Four years after Goldman Sachs introduced a credit card with Apple, the Wall Street giant faces a costly exit from a partnership that is seen by other lenders as too risky and unprofitable.
In searching for a buyer for its share of the partnership, Goldman will face pressure from bidders to reduce the value of its stake in order to make the price more attractive, according to two sources familiar with the matter who declined to be identified discussing potential talks.
Goldman does not break out how much its stake is worth.
The expected unwinding of the Apple-Goldman partnership is another blow for CEO David Solomon's consumer strategy, which aimed to broaden the bank's revenue beyond its traditional mainstays of trading and investment banking.
The potential writedown on the Apple card would be the latest in a string of losses from Goldman's ill-fated foray into consumer banking, analysts said. Goldman does not break out the financial details of the card business in its results.
Goldman Sachs declined to comment.
Prospective bidders will likely push Apple to change the terms of the deal, the two sources said.
They will likely seek access to Apple's proprietary credit card data, two other sources familiar with the business, said. Apple cardholders' data is not sold to third parties for marketing or advertising, according to its website.
Credit card issuers such as Synchrony Financial, Citigroup and Capital One would be logical partners to take on the venture if terms are changed, according to the two sources and another source familiar with the situation.
Synchrony declined to comment. Separately, its CEO Brian Doubles said at a conference this month that "you've got to have a really good risk-return equation" for card deals.
Citigroup declined to comment. Capital One did not respond to Reuters requests for comment.
Apple recently sent a proposal that would enable Goldman to exit the contract in the next 12 to 15 months, The Wall Street Journal reported last month, citing people briefed on the matter.
Apple said it was focused on providing an "incredible experience" for customers, but declined to comment on the Goldman deal talks or terms.
After scaling back its retail ambitions last year, Solomon announced in February that Goldman was looking for "strategic alternatives" for its consumer unit.
The bank began talks with Apple under former Goldman CEO Lloyd Blankfein, who left in 2018, to create a credit card that would tap into the tech giant's enormous customer base. Stephen Scherr, who led Goldman's consumer division and later became its finance chief, was among its lead negotiators.
Solomon took the helm in late 2018 and the Apple card was introduced almost a year later. By 2022, the parties had renegotiated a deal that would last until the end of the decade, according to a person familiar with the situation.
Solomon told analysts in October that the bank was trying to get rid of the "drag" on earnings from its credit card business, which also includes a partnership with General Motors.
"Our partnerships with Apple and GM are long-term contracts," Solomon said at the time. "And we don't have the unilateral right to exit those partnerships."

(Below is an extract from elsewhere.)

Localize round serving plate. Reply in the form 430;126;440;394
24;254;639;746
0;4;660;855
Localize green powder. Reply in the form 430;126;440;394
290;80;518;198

Analysts interpreted his comments as a signal the card operations were losing money.
When Apple first shopped the deal with potential partners, other banks including JPMorgan Chase passed because their potential cut of profits was too small, according to one of the sources familiar with the matter and a separate source who was also aware of Apple's original proposal, who declined to be identified discussing private negotiations.
JPMorgan declined to comment.
New credit card businesses typically lose money in their early years, in part because regulations require banks to set aside about 7% of projected sales to cover expected losses, said Warren Kornfeld, senior vice president at Moody's Investors Service.
Goldman was responsible for setting aside the provisions for credit losses instead of sharing them with Apple, according to the two sources familiar with the business.
The Apple card also posed an underwriting challenge. Goldman's clients are typically wealthy individuals, and it had little experience making loans to less-affluent customers, according to analysts. As the two companies sought to boost revenue, they granted cards to customers with lower credit scores, according to one of the sources familiar with the situation.
As Goldman set aside more money for bad loans, the paper losses for its consumer business mounted, according to earnings filings.
The companies also tried to tempt new customers with the promise of "no annual fees, foreign transaction fees, or late fees," Apple said on its website.
They also introduced high-yield savings accounts for card holders in April, enabling Goldman to gather $10 billion of deposits by August, Apple said at the time.
Actual loan losses would eventually be shared among the two partners, one of the sources familiar with the business said. The business costs were also divided, with Apple paying for marketing while and Goldman handled customer service, the person said.
"Goldman had no meaningful presence in the credit card business," said Mike Taiano, vice president at Moody’s. "This was a big deal...they wanted to break into the card business, so they were probably willing to take less favorable economics."